Ein Erfolgsrezept vergangener Aufsteiger war es, mit Kontinuität im Aufstiegskader in die BBL-Saison zu gehen und so zum Saisonstart Siege für den Klassenerhalt einzufahren. Die Skyliners aus Frankfurt haben mit Shooting Guard Booker Coplin sowie den Big Men Lorenz Brenneke und David Muenkat hingegen nur mit drei Spielern verlängert, hinzu kommt Jacob Knauf.

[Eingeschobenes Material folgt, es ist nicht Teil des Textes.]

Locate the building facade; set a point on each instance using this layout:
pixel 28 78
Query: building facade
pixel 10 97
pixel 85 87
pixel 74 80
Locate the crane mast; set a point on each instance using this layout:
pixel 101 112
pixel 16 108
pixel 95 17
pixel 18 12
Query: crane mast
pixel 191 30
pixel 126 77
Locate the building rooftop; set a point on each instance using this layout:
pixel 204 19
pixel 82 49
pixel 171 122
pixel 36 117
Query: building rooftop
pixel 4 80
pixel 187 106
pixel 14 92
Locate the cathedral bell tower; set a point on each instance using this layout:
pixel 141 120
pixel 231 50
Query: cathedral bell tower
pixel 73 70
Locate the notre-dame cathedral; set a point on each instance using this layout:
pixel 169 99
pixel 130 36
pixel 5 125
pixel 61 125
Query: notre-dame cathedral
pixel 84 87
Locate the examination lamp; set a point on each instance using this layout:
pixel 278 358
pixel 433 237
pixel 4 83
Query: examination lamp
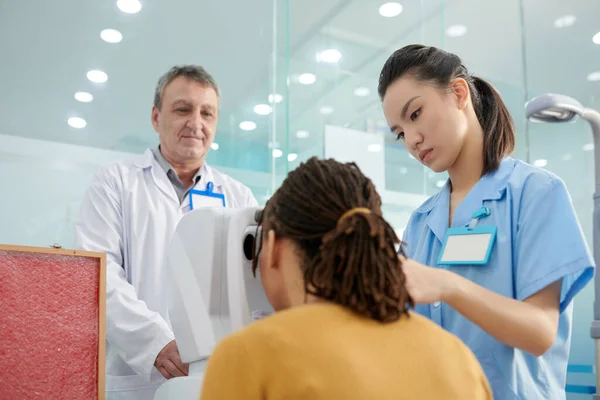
pixel 559 108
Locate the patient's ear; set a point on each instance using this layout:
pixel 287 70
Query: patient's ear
pixel 270 250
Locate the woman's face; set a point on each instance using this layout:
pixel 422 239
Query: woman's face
pixel 276 267
pixel 431 122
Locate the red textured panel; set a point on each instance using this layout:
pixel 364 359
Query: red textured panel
pixel 49 327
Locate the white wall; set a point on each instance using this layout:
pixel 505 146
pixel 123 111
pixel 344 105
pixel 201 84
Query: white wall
pixel 44 182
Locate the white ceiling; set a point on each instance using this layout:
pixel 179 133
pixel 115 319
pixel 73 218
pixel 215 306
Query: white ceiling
pixel 47 47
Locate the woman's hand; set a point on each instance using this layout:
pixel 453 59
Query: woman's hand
pixel 426 285
pixel 529 325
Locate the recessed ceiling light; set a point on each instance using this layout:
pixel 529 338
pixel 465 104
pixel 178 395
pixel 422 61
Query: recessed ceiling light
pixel 594 76
pixel 275 98
pixel 329 56
pixel 456 30
pixel 307 79
pixel 292 157
pixel 374 148
pixel 362 91
pixel 76 122
pixel 564 21
pixel 129 6
pixel 277 153
pixel 97 76
pixel 263 109
pixel 390 10
pixel 326 110
pixel 111 35
pixel 247 125
pixel 84 97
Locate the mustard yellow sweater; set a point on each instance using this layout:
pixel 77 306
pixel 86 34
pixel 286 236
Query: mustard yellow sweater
pixel 323 351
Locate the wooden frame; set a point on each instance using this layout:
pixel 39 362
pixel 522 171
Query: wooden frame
pixel 101 300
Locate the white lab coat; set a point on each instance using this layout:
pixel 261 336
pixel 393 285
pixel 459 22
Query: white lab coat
pixel 130 212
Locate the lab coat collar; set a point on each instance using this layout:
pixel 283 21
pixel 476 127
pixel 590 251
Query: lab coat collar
pixel 147 160
pixel 490 187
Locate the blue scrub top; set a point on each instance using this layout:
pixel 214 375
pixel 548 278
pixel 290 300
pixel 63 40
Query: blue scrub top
pixel 539 241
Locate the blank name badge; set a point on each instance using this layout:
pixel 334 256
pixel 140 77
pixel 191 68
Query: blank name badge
pixel 206 198
pixel 467 245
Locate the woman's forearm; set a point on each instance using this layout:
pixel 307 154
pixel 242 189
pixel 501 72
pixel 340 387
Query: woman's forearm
pixel 518 324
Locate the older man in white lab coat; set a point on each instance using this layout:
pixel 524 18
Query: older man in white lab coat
pixel 130 212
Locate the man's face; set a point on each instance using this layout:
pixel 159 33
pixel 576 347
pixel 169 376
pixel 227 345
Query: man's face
pixel 186 121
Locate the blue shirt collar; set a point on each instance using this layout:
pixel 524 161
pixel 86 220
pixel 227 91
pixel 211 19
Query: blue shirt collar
pixel 490 187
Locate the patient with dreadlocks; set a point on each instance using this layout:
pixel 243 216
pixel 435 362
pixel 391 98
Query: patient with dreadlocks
pixel 343 328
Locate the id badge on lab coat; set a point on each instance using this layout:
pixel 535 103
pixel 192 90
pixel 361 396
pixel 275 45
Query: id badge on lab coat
pixel 469 245
pixel 206 198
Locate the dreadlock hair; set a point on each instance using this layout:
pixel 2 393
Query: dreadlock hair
pixel 350 261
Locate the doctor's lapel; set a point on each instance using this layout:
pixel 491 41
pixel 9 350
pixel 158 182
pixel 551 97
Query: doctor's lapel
pixel 159 176
pixel 209 176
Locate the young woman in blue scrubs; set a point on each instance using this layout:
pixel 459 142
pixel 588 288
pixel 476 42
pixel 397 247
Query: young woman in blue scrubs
pixel 508 297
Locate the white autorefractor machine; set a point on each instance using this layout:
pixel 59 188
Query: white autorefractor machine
pixel 556 108
pixel 213 290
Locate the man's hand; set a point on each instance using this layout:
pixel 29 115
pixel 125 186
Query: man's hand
pixel 169 363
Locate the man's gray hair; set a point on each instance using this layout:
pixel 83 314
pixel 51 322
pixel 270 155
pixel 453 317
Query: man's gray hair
pixel 192 72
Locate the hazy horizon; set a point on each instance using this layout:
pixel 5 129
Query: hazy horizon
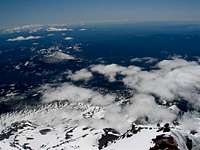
pixel 15 13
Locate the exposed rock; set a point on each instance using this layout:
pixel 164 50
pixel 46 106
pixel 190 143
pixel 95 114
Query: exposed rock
pixel 163 142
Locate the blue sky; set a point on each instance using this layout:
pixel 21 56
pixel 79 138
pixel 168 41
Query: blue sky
pixel 20 12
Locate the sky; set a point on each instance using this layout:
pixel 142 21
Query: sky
pixel 23 12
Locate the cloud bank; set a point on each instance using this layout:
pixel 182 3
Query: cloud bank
pixel 21 38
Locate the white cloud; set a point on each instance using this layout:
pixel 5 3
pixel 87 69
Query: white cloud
pixel 68 38
pixel 147 60
pixel 173 78
pixel 109 71
pixel 21 38
pixel 83 29
pixel 54 29
pixel 82 74
pixel 76 94
pixel 58 56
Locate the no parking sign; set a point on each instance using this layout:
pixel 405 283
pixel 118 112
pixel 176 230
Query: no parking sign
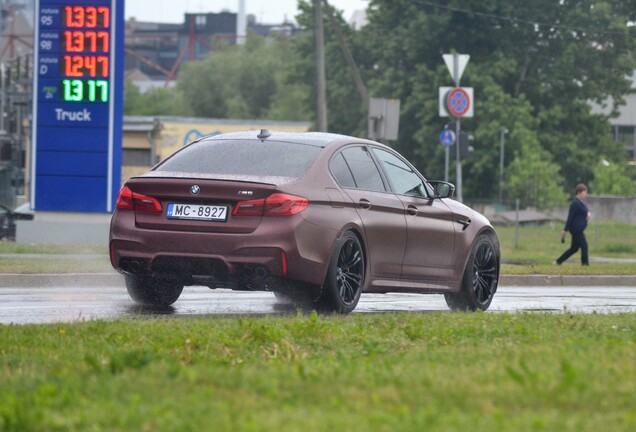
pixel 456 102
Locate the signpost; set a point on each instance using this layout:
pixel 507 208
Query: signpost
pixel 456 102
pixel 77 105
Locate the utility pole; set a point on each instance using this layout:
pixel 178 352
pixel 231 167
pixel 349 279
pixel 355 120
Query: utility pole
pixel 362 89
pixel 321 81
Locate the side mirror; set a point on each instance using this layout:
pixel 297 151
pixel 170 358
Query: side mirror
pixel 443 189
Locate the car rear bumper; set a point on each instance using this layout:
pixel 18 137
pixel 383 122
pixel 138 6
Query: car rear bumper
pixel 286 247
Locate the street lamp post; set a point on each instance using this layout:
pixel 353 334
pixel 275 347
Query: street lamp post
pixel 502 139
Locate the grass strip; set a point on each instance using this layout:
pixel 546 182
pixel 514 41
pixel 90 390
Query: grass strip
pixel 364 372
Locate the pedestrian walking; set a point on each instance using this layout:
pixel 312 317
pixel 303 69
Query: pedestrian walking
pixel 578 217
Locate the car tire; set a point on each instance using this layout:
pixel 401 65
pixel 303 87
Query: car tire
pixel 345 276
pixel 480 279
pixel 153 292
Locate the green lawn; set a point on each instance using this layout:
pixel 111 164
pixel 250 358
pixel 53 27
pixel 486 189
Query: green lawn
pixel 532 248
pixel 363 372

Um in der BBL den Klassenerhalt zu sichern, schienen Veränderungen aber unabdingbar, vor allem, um eine unterdurchschnittliche ProA-Offensive zu stärken. Doch werden die Zugänge Trey Calvin und Malik Parsons nicht zu viel schultern müssen? Frankfurts Trainer Denis Wucherer dürfte sein Glück auch mit Drei-Guard-Lineups versuchen. Ein Fragezeichen steht hinter der deutschen Rotation, deren Akteure es bislang nicht über den Status als Rollenspieler hinaus geschafft haben.
Der neue Coach Przemyslaw Frasunkiewicz mag zwar in der BBL unbekannt sein, ist aber ein auf europäischem Parkett erprobter Coach, der bei seinem alten Club in Polen Defensivqualitäten bewiesen hat. Mit einem neuen Sportdirektor musste er einen neuen Kader aufbauen, der mit Combo-Guard Dominic Lockhart und Center Godwin Omenaka gute Verteidiger nach Rostock gebracht hat.
Offensiv werden sich die Rollen erst noch finden müssen, Aigars Skele wird in neuer Rolle als Aufbau eine Schlüsselspieler sein. Die Hanseaten gehen nur mit fünf Ausländern in die neue Saison, dafür biete die deutsche Rotation eine gewisse Tiefel. Dass die Play-Ins in weiter Ferne sind, mag das Aus im Pokal - als einziger Erstligist - verdeutlichen, wo das Team laut Frasunkiewicz teils "wie Zombies" ausgesehen habe...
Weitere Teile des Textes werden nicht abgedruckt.